Павел лежал на крыше приемо-передающей кабины, на разостланной плащ-палатке совершенно голый и, подперев голову рукой, наблюдал за Котофеичем. Кот, будто тигр в джунглях пробирался неподалеку в траве. Сверху его было отлично видно. Вот он сделал молниеносный бросок, и в зубах уже болтается крупная мышь-полевка. Задав хвост, кот помчался к капониру, забрался на свое любимое место, и принялся за еду. Павел положил голову на телефон и стал смотреть в сторону шоссе, по которому время от времени проезжали красные "Икарусы", тащились грузовики, проносились легковушки… Господи, какая тоска! Разом все надоело. И эта дурацкая колючка в три нитки на столбах, и вечный телефон под головой, и мелочная, пошлая возня мелких страстишек в казарме. Скорее бы все кончилось.
Павел перевел взгляд ниже и увидел идущих к станции Никанора, Лаука и Хаджу. С другой стороны подходили Кузьменко с Задорожним. Хаджа выглядел непривычно без своего поварского наряда; чисто выстиранное хэбэ, начищенные сапоги играют бликами на солнце, пилотка залихватски надвинута на бровь.
Лаук приостановился, крикнул:
– Слезай, курортник!
Павел не спеша, натянул трусы, обмундирование, сунул ноги в сапоги и, повесив коробку телефона на плечо слез с кабины. Друзья уже расселись на станине. Никанор, прищурившись, обвел взглядом расположение, сказал:
– Какая красота…
– Чего тут красивого? – недовольным тоном пробурчал Павел. – Если бы колючки не было…
– Дурак ты… – лениво обронил Никанор. – Командиры наши тоже дураки.
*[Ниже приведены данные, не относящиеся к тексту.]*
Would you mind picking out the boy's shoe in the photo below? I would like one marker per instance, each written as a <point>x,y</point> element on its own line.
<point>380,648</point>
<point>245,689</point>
Да если всю эту красоту выкашивать, а сено толкать гражданским… Коров многие в поселке держат. Вокруг покосов мало; поля да леса, и шахтные провалы.
– Хаджа, а ты почему не на кухне? – спохватился Павел.
– Разжаловали из поваров в электромеханики. Из весеннего призыва Прищепу назначили.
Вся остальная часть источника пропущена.